October 06, 2005|Carla Hall | Times Staff Writer

Armed with medical records and placards -- one of which proclaimed "L.A. Zoo Is Killing Their Elephants" -- eight activists stood outside the entrance to the Los Angeles Zoo on Wednesday, charging that it is no place for elephants.

The activists called a news conference to publicize the plight of Gita, a 47-year-old female Asian elephant who has lived with arthritis for 20 years and has been plagued by a severe foot infection this year.

"Gita is suffering from a terminal condition," said Catherine Doyle, who requested and obtained the records and predicted that the elephant would not live to 50. She attributed that prognosis to at least two veterinarians with longtime zoo experience who looked at the records. One also observed Gita recently.

"Because of the seriousness of her condition," Doyle said, "we're asking the L.A. Zoo to release her to a more spacious environment like a sanctuary where she can walk on grass instead of concrete."

Wednesday's event was the latest move in the increasingly prickly conflict between animal activists and the Los Angeles Zoo over the future of elephants at the Griffith Park facility.

Leah Greer, the zoo's senior clinical veterinarian who has been treating Gita, confirmed that a "soft spot" found on the elephant's foot in March had become an obvious bacterial infection in the bone by May. When the infection did not respond to aggressive treatment, including antibiotics, Greer said she performed surgery 10 days ago to remove the infection by amputating two-thirds of a "non-weight-bearing toe" on the elephant's left front foot.

"She's doing fabulously," said Greer, adding that Gita is getting round-the-clock postoperative care. "You can't take her to a sanctuary," the veterinarian said. "She wouldn't get this level of care."

Although Greer said she couldn't guarantee that Gita would live to 70 -- the average age for female Asian elephants in captivity in North America is 36, according to zoo officials -- she scoffed at the notion that Gita was certain to die in the next few years, even though she considers her an elderly elephant. "I don't have a crystal ball," she said. "Maybe the activists do."

Doyle and other activists disagree with the assumption that 36 is elderly for an elephant. "If you look at a preserve -- which is least affected by man -- they have elephants living in their 60s," Doyle said.

Both sides have argued the pros and cons of elephants in zoos for more than a year, but the stakes are higher now that L.A. Mayor Antonio Villaraigosa has commissioned a report on whether the zoo should continue with its plans for a new elephant exhibit or even keep its existing one. Several zoos around the country have decided not to continue exhibiting elephants.

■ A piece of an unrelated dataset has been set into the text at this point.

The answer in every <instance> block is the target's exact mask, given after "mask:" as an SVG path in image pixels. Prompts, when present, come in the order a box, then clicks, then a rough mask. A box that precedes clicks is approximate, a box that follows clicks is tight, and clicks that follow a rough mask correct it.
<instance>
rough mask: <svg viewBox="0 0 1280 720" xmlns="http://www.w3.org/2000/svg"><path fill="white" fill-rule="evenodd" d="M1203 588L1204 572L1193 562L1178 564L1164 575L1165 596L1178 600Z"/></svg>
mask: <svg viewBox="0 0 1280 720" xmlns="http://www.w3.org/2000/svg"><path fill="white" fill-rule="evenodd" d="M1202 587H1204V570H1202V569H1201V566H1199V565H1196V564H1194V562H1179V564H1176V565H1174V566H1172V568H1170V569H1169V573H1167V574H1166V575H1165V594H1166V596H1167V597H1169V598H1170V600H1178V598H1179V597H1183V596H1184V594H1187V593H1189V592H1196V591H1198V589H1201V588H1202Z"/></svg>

"I've never criticized the keeper care or the veterinary care," Doyle said. "I've criticized the management and the conditions in which they're kept."

Doyle said the planned exhibit would still not be sufficient for the needs of elephants, which roam for miles in the wild. "Elephants will continue to suffer from arthritis, from foot and bone conditions, and from [compulsive] behavior -- bobbing and swaying," she said.

The activists say that the elephants have spent too much time standing on surfaces that are too hard. Zoo officials counter that the elephants have always had, at the least, concrete and sand, and they argue that sand is comfortable. At the mayor's request, loam was recently put down.

The zoo declined to make Gita available for a viewing in her off-exhibit quarters. She and Ruby, a female African elephant, are both off-exhibit while construction begins on a new elephant exhibit.

Only the zoo's male Asian elephant, Billy, is on public view.